Novel disease modifying therapies: data presented at ECTRIMS 2009

The 25th Congress of the European Committee for Treatment and Research in Multiple Sclerosis (ECTRIMS) in Dusseldorf in September 2009 brought together leading international experts in MS to share and discuss recent advances in MS research. We were presented very promising new treatments evaluated in phase II and III trials.
Oral therapies have reached an advanced phase of development, with some of the molecules having completed phase III trials. Data from the cladribine and fingolimod phase III trials were presented at the congress, as well as the phase II trial with teriflunomide and new data illustrating the mechanism of action of laquinimod. Prof. Giovannoni (London, UK) presented the findings of CLARITY, the phase III trial comparing two doses of cladribine and placebo in relapsing remitting MS patients. The study showed that a short course of cladribine tablets significantly increased the proportion of patients without disease activity after two years. Prof. Barkhof (Amsterdam, The Netherlands) presented TRANSFORMS, the phase III trial of oral fingolimod compared with intramuscular interferon beta-1a in relapsing-remitting multiple sclerosis. Twelve months of fingolimod therapy significantly reduced MRI inflammatory activity and cerebral volume reduction. The results of the phase II trial with two different doses of oral teriflunomide or placebo added to interferon beta for 6 months in patients with relapsing remitting multiple sclerosis were presented by Prof. Freedman (Ottawa, Canada). Both doses of teriflunomide were shown to decrease the inflammatory activity seen in MRI. Prof. Brück (Gottingen, Germany ) and Comi (Milano, Italy) summarized the studies evaluating laquinimod’s mechanism of action and the current data of efficacy and safety of laquinimod. They suggested dual neuroprotective and immunomodulatory properties, and promising efficacy data.

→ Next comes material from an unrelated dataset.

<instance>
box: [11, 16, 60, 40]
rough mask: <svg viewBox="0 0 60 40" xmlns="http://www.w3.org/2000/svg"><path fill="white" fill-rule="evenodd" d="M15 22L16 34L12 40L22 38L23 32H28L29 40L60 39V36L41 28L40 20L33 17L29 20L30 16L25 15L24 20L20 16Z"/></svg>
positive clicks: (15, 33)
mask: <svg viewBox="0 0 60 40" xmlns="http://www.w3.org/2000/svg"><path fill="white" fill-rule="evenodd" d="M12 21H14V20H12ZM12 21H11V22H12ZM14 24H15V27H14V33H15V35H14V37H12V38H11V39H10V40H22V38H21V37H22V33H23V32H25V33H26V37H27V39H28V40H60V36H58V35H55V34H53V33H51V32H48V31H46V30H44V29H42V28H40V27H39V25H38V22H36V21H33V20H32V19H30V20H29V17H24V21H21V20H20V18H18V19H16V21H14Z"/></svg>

Alemtuzumab is a monoclonal antibody to CD52, a surface receptor of lymphocytes. We already know that alemtuzumab is superior over subcutaneous interferon beta 1-a (Rebif-44) in reducing relapse rate and accumulation of disability in treatment-naive relapsing-remitting MS patients for three years. In this Congress, Dr. Coles (Cambridge, UK) presented the primary efficacy outcomes of CAMMS223 at 4 years, which showed that alemtuzumab maintains its superiority to SC IFNB-1a.
Two trials with secondary-progressive MS patients were presented. Unfortunately, intravenous dirucotide failed to delay disease progression compared to placebo in a phase III study with 612 patients, as shown by Prof. Freedman.  Likewise, lamotrigine did not show any benefit in decreasing rate of cerebral atrophy and slowing disease progression in a placebo-controlled phase II trial in 120 people with secondary progressive MS, as was shown by Dr. Kapoor (London, UK).
Finally, Prof. Freedman disclosed the consensus of the mesenchymal stem cell transplantation (MSCT) experts held in Paris earlier this year. MSCT might be an important and exciting new modality for the treatment of MS. The formation of the International MSCT Study Group and the conception of a common protocol to be used worldwide will help advance this promising therapeutic line.
Overall, some new therapies seem to be clinically beneficial for MS patients. However, ongoing trials are underway to evaluate clinical benefit and safety data before these new drugs may be widely administered.